Ao ser revelado o segredo da ayah Mary Pereira, aquela que havia trocado os

bebês na maternidade, Saleem descobre-se apaixonado pela irmã, a então cantora

Jamila. Neste ponto da narrativa, a família Sinai já se mudara para o Paquistão, em

busca de uma vida nova, deixando para trás os problemas e as decepções.

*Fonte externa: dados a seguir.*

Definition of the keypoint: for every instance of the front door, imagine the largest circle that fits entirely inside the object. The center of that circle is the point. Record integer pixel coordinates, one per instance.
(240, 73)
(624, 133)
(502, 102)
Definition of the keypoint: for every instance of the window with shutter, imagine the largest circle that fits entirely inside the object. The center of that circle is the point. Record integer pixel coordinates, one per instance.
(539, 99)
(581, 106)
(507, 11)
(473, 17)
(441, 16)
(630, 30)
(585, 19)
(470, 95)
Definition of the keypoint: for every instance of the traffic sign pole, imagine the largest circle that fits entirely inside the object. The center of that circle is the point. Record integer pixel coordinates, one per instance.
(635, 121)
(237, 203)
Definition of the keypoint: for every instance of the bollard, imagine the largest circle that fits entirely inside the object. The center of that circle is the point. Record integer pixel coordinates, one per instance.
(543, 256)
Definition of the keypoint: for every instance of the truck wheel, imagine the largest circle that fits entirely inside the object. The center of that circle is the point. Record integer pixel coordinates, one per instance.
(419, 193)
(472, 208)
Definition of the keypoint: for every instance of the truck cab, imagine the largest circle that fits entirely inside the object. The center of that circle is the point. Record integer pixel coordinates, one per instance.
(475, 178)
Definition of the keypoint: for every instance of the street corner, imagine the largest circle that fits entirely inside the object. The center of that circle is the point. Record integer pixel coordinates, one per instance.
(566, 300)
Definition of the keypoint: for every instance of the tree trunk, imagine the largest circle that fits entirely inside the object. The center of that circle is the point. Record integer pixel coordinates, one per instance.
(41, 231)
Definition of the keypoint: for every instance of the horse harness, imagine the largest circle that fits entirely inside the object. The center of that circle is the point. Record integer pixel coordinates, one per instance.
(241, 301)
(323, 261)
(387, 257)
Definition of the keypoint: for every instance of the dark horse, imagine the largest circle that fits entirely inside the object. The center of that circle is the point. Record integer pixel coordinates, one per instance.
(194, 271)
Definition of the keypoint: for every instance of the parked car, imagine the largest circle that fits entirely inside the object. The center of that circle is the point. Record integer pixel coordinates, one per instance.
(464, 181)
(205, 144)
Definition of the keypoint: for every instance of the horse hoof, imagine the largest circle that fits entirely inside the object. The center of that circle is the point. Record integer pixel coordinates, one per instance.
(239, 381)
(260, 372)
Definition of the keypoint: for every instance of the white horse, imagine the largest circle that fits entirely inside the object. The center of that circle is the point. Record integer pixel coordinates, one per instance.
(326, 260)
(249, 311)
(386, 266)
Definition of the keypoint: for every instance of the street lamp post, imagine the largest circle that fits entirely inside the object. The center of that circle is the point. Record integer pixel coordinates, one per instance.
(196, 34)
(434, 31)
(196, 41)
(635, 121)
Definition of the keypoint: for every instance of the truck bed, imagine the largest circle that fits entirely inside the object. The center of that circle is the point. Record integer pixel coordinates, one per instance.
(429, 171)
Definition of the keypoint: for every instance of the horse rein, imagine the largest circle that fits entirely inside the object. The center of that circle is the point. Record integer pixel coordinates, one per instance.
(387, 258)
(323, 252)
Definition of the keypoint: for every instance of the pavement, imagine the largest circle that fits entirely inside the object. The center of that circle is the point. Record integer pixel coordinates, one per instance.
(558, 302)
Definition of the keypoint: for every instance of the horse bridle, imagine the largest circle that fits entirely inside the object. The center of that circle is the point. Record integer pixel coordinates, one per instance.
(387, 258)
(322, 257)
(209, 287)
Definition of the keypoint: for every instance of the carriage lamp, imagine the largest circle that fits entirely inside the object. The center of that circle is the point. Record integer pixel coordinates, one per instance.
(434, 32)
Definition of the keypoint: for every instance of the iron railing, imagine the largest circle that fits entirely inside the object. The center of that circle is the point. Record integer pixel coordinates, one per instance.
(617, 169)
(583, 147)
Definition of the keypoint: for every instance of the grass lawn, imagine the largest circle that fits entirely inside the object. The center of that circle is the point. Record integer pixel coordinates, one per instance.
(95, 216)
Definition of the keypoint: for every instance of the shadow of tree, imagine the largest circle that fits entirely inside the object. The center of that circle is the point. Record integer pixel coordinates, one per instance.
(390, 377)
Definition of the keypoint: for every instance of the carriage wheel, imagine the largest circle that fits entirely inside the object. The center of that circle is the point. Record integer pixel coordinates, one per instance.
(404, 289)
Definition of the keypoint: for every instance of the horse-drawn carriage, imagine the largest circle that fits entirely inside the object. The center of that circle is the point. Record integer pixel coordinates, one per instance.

Além de

acreditar que podia interferir na história da Índia, Saleem vê seu destino também

vinculado, de alguma forma, à história política de seu novo país, e acredita que os

governantes, tanto de uma nação quanto de outra, desejavam eliminar sua família. O

personagem chega a essa conclusão quando o Paquistão é atacado por uma chuva de

bombas, e três delas atingem seus familiares: a primeira atinge a casa recém-

construída de seus pais, a segunda extermina sua avó, Naseem, e sua tia Pia, e a

última mata seus outros parentes, os parentes ricos e importantes, a tia Emerald e seu

marido, o general Zulfikar, seu primo Zafar com a esposa Kif, e sua tia Alia.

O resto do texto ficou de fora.